I look at these quiet places and ask myself, would I like to live here, actually? Would the silence eventually rise up and press against the sociability that lives in us all. Would it drive me mad as stories tell of prairie pioneer women cut off from conversation, shared joys and sorrow? It’s not a choice I have now, wearing the light garment of other choices I have made, so I don’t linger on it. I am satisfied.
Like my earliest girlfriend who discovered, awe struck with Van Gogh’s “Starry Night” that having twenty postcards of it didn’t increase the pleasure. She gave them all away and lived with her remembrance. So I believe I come back to Death Valley, and will often, to empty my well as much as it is possible, to empty into emptiness, to find again the fullness of the silence where the bones of the mountains exude the fragrance of our own brief transit. To become strong out of silence.
Salt Castles
the Devil’s Golf Course
From Westside Road
Towards the Panamints
refriend said:
Will,
You have found your “pillow”, and the essence of the continuum, that binds us . Silence on the pillow is in Buddhist terms Vipassana where we can examine our thoughts and let them go, and “Shamata” where we experience “emptiness” or the interdependency of all things. I love your Death Valley story and that it gave you so much.
Ruth
DrKanga said:
death valley is a very special place …. i used to go there because it would do the kind of cleaning that’d flush the shit out of the spiritual corners, letting the soul shine through once again ….. there’s something about the clarity of that air, without the particulate matter of debris that have cycled through a million people’s lungs and assholes, where you can see the nits on a bird’s butt fourteen miles away that helps put things back into the perspective you should have when you look at the milky way without light pollution and know, once again, how small you are ….
and how okay that is …..
i met robin in death valley, which should have been an omen ….. we went to do the death valley century (bike ride), a hundred and twelve mile out-and-back ….. we’d go back every year after that, not unlike the salmon; navigating the trackless wastes–how do these simple creatures orient themselves in the vastness? couldn’t they just stay home and fuck?
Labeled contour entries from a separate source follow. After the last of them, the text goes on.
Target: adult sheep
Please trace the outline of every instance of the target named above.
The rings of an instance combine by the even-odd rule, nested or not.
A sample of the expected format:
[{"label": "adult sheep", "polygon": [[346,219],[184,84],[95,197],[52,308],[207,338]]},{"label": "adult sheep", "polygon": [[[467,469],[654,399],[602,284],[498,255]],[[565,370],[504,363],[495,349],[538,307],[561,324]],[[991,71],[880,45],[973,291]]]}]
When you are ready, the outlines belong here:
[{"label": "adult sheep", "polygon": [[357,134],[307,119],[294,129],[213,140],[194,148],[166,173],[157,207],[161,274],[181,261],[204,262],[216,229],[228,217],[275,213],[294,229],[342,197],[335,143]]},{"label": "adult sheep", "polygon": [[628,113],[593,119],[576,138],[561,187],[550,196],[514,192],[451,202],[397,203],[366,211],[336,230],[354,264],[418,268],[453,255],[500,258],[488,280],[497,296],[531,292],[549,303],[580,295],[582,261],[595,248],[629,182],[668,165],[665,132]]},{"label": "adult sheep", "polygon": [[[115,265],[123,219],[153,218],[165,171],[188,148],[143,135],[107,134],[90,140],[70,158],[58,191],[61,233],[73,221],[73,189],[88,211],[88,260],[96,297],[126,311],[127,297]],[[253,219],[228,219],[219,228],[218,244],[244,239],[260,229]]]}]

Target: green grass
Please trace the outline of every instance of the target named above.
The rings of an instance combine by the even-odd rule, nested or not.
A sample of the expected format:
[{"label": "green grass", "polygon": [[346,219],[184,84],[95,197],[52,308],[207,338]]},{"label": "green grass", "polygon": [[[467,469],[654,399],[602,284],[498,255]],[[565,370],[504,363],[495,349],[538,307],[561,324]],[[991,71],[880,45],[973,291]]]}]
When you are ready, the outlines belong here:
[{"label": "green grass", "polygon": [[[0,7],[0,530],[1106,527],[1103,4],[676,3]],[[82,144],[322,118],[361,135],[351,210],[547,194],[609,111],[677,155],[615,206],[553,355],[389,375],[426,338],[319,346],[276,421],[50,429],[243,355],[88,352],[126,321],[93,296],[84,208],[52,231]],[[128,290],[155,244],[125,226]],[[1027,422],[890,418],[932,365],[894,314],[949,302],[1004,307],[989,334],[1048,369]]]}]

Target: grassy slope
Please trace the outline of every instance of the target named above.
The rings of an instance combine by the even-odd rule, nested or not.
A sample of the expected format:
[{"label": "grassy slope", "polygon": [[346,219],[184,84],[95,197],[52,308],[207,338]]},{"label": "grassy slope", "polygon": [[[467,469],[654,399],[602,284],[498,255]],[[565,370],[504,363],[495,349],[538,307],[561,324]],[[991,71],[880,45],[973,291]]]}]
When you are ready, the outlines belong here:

children have interrupted that, of course but ….. riding in death valley will always be one of life’s peak experiences, like the time i had a headwind for fifty miles, going out and–coming back–i could stop pedalling and the wind’d propel me at over twenty-six miles an hour ….. or the time we came back from scotty’s castle; the valley floor was absolutely covered in wildflowers and, as the sun started sinking over the western range, the valley fluoresced incandescent yellow, flowers backlit in saturated splendor ….
people think it’s hot there, but it’s not; one year the snow floor dropped to two thousand feet and a number of riders were hauled off the course, with hypothermia …..
you wanna babysit?
i wanna go ride death valley …….
best to lexie,
peter k.
Harry said:
Definitely a different kind of remoteness than what we’re living in down here in the SW highlands of Costa Rica! Here, when you get yourself to the increasingly rare untrammeled wilderness, there is a visual and aural clamor of tropical life that take you out of yourself in a different way than desert does. Very little stillness or silence, no spacial emptiness, no pale palette. Rather the riot of living things growing, competing, filling niches. You walk, usually, on the detritus of former resident organisms, the soil a deep mat that vibrates with anything heavy that falls; you breathe air infused with organic molecules and shared with such a myriad of creatures and plants, seen and unseen, that you feel simultaneously in the company of it all and alone in its indifference to your presence. Your description of El Valle de la Muerte makes me long for that antipodal experience from the tropics.
David said:
Seems a shame to say anything and disturb the quiet. A really sweet piece.
Marty said:
Thanks, Will. Worth the wait. Glad you went, reflected, wrote and shared.